The earnest, incoherent moralism that characterized Clintonism at the outset remains its salient feature. In her recent acceptance speech, Hillary Clinton offered “the words of our Methodist faith” that she had learned as a girl: “Do all the good you can, for all the people you can, in all the ways you can, as long as ever you can.”
It’s quite impossible to disagree with this credo, which is both its appeal and its fatal flaw. The hard questions, the moral and practical ones that matter, are about how to do good, not whether. The pious tautology that it’s good to do good but bad to do bad tells us nothing about choosing between goods when there are trade-offs or conflicts, weighing costs against benefits, comparing short-term attainments with long-term risks, or reckoning second-order effects. It’s useless, in other words, for grappling with every problem that makes our moral and political lives so hard.
The Clintons, to be fair, are not the only Democrats who have resorted to expansive, empty statements of purpose. In the aftermath of Dallas, when Lyndon Johnson was first informed of the late President Kennedy’s desire for a federal anti-poverty initiative, he said, “That’s my kind of program. It will help people.”
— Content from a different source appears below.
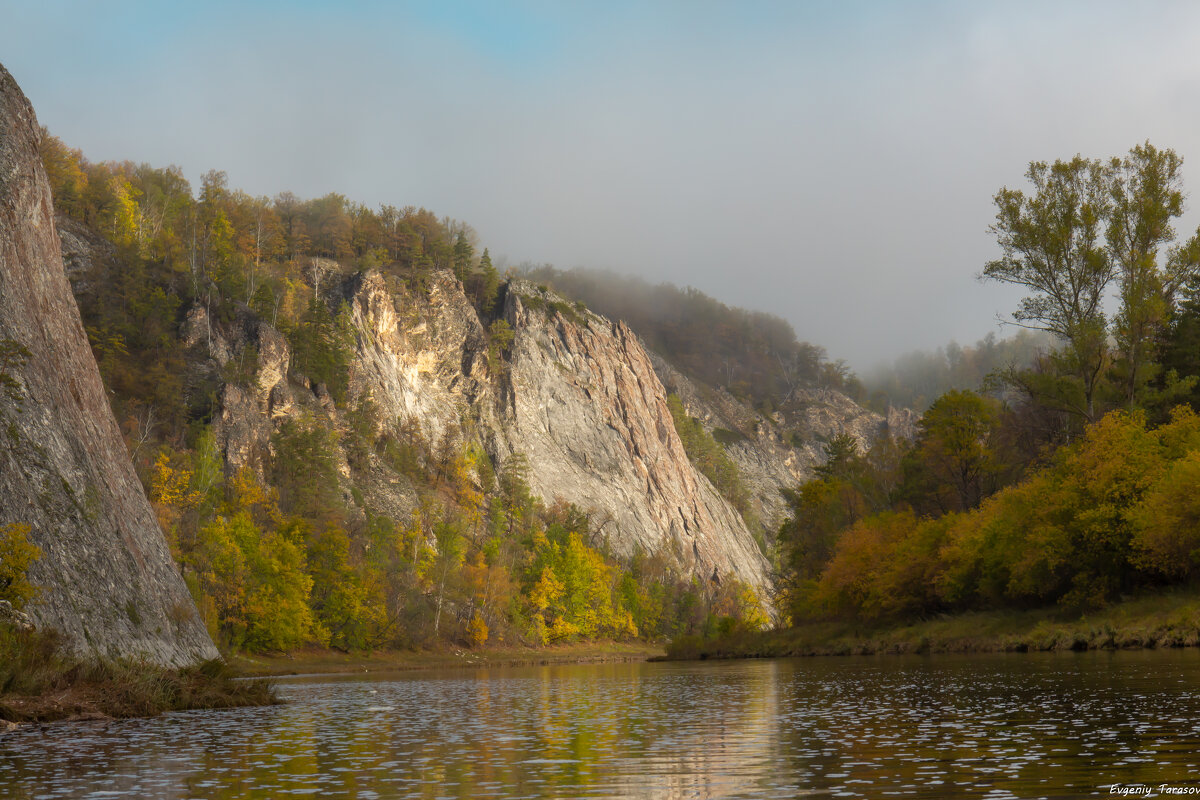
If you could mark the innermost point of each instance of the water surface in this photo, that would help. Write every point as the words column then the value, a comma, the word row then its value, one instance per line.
column 996, row 726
In 1979, James Fallows recounted why he had left his job as President Jimmy Carter’s chief speechwriter: “Carter believes fifty things, but no one thing. He holds explicit, thorough positions on every issue under the sun, but he has no large view of the relations between them.” Because “Carter thinks in lists, not arguments,” Fallows wrote, “the only thing that finally gives coherence to the items of his creed is that he happens to believe them all.”